Dead Ends and Ditches

Photo © John Michael Swartz. All rights reserved.
I was raised under thunder clapping clouds
in our tarpapered shack near Bothell.
If a car that didn’t belong on our road
drove by, I’d wait ten minutes for its return,

dreaming a lilac perfumed lady and a wavy,
dark haired man with a city’s quick wit inside it.
Then, their vehicle spit gravel and ditched me
back to our grass, bumpy with mole hills.

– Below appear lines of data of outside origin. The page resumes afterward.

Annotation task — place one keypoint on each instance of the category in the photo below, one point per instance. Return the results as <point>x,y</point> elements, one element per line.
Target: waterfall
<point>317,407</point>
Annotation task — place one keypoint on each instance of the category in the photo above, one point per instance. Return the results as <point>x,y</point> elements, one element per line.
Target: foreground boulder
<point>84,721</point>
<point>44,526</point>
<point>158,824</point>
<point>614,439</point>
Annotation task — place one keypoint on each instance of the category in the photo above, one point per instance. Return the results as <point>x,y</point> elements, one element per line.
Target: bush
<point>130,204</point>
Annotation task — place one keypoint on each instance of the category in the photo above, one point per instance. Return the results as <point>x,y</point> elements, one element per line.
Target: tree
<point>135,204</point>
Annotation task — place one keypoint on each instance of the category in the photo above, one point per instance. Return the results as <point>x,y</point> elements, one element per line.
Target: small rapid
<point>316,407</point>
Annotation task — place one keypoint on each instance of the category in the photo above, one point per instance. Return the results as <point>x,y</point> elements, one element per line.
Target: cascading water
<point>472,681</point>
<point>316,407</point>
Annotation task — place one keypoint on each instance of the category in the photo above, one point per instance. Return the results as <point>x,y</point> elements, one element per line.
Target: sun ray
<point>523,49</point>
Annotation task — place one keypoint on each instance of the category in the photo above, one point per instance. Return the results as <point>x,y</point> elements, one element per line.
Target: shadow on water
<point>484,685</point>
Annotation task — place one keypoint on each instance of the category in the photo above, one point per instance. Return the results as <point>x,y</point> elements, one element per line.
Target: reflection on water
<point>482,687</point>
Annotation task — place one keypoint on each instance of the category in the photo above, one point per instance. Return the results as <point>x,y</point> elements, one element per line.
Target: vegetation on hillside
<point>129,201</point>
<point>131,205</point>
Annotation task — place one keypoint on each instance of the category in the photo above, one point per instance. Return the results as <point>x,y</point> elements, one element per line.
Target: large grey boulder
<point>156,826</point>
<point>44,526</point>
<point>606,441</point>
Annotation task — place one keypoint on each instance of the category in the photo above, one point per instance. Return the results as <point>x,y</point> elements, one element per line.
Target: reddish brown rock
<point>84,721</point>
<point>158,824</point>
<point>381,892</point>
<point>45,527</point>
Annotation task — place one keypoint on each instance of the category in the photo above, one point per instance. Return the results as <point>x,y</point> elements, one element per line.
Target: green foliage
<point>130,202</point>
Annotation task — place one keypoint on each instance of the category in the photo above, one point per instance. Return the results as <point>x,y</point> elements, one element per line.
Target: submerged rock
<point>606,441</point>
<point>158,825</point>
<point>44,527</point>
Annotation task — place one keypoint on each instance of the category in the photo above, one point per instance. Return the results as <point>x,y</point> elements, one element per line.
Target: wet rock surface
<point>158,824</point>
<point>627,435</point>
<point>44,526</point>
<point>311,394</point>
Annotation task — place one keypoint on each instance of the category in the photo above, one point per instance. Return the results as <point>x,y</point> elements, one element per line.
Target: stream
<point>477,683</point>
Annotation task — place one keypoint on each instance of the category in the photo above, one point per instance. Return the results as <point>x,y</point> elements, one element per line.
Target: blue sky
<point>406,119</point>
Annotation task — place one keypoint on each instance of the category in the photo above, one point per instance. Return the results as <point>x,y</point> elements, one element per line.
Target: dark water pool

Dad ditched us, we ran to friends, a hotel
during a Seattle blizzard when busses swung
side to side like dogs slow chasing their tails,
a boardinghouse, and the projects.

By high school we had an apartment we dug.
Uprooting meant finding something better.
My friend’s Mom rang a silver bell,
when mine hollered, Dinner.

Dating meant boys’ parked cars. Quick
as a mole, their hands rushed to my hills.
I slid them down, from their
zero-point target.

Something better, respect –
women moved onto college. Graduation
equaled teacher, nurse, or secretary, but didn’t
bring me an MRS. I burrowed my emotions.

When a man from across a dance floor read
my cover fast as he could slam a handball,
we ditched the club, peering at the stars.
Mole hills. Too late to level

the playing field, the better somethings
out there were housed. Today, it’s easier to look
in the mirror and count my wrinkles, than all
the circles I’ve traveled that went nowhere.
Denise Utt is a poet living in New York City. Her poetry has appeared in the Bellevue Literary Review, Paterson Literary Review, The MacGuffin, The Strategic Poet, and elsewhere.